When it comes to investigating phenomena at the nanometre scale, clusters are all the rage. These are minute particles, containing anything from tens of atoms to a few thousand, which exhibit size-dependent electrical, optical, catalytic and mechanical properties.

To study the behaviour of clusters, so-called 'nanoislands' — isolated clusters of nanometre dimensions on a supporting substrate — are often used. One approach is to form the clusters in a gas phase and then deposit them on the substrate. The trouble is getting the resulting nanoislands to stick. R. E. Palmer and colleagues have looked into the problem of pinning them down and have devised a system that involves smashing clusters of silver into a graphite substrate (J. Chem. Phys. 113, 7723–7727; 2000).

Palmer's group use a beam of charged and size-selected silver clusters, accelerated in an electric field and directed onto the graphite surface. The simulation snapshots shown here illustrate the process for a silver cluster containing 147 atoms. When accelerated in an electric field to an energy of 1,500 electron volts (a), the cluster simply flattens on impact without penetrating the graphite surface. But at 2,000 electron volts (b), the cluster disrupts the carbon lattice of the graphite, and silver atoms implant into the surface. The onset of pinning — defined as one or more carbon atoms being displaced from their lattice site — occurs between 1,625 and 1,750 electron volts.
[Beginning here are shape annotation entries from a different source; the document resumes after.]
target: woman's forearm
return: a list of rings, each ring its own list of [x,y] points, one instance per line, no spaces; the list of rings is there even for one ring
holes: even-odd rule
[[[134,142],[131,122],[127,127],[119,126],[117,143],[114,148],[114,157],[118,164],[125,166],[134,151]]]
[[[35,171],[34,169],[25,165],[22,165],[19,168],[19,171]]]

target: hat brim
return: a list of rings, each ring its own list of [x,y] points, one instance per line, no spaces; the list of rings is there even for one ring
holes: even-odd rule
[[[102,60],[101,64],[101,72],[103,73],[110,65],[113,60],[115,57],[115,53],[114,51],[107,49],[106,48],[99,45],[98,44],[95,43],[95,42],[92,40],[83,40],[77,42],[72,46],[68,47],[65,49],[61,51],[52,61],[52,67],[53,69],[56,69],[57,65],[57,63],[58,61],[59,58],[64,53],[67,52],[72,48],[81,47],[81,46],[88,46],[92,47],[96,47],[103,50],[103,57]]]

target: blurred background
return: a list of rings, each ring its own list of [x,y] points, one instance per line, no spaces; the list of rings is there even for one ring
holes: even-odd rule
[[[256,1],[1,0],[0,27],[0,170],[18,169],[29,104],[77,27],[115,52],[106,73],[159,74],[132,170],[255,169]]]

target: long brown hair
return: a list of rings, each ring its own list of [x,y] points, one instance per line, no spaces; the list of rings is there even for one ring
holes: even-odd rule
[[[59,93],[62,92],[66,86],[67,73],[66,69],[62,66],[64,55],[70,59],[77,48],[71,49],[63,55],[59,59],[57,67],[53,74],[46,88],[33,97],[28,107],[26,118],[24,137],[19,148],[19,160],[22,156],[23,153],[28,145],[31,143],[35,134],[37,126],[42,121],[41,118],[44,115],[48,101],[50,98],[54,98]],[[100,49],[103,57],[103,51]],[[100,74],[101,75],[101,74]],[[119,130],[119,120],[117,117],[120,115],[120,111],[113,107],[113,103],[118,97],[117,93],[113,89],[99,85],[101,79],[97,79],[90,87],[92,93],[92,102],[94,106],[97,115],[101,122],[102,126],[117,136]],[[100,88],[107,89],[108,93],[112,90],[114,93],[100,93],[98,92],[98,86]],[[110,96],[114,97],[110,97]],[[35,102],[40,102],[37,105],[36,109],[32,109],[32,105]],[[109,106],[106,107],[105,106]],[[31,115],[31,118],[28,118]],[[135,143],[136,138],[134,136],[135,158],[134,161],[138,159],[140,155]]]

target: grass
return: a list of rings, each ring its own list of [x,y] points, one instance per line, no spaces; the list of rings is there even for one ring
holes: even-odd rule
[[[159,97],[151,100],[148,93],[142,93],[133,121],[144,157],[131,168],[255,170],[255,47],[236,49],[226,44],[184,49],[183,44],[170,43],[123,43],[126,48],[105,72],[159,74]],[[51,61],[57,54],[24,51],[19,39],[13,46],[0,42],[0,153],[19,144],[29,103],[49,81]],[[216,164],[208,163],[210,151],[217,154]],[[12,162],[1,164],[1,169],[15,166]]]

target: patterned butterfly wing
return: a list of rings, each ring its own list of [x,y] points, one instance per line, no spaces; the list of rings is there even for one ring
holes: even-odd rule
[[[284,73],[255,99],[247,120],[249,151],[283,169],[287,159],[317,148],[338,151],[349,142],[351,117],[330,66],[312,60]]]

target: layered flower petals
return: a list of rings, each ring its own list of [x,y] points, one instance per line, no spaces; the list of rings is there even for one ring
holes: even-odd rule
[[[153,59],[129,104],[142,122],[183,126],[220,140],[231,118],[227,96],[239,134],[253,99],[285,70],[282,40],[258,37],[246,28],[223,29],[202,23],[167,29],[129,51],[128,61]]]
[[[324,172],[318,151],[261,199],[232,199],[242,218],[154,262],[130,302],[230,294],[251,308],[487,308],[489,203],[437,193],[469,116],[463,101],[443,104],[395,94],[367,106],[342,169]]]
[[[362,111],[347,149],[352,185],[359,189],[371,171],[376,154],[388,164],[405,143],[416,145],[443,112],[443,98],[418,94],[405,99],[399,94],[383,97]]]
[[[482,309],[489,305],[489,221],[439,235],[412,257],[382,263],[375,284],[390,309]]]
Similar behaviour is observed with clusters of 50 to 200 atoms in both molecular dynamics simulations and experiments using scanning tunnelling microscopy. The pinning threshold increases linearly with cluster size, suggesting that the energy required to remove one carbon atom from the lattice is transferred in the initial elastic collision. Pinning through the creation of defects beneath the incident cluster is particularly effective in this system; whether the approach might be applied to creating practically useful nanostructures remains to be seen.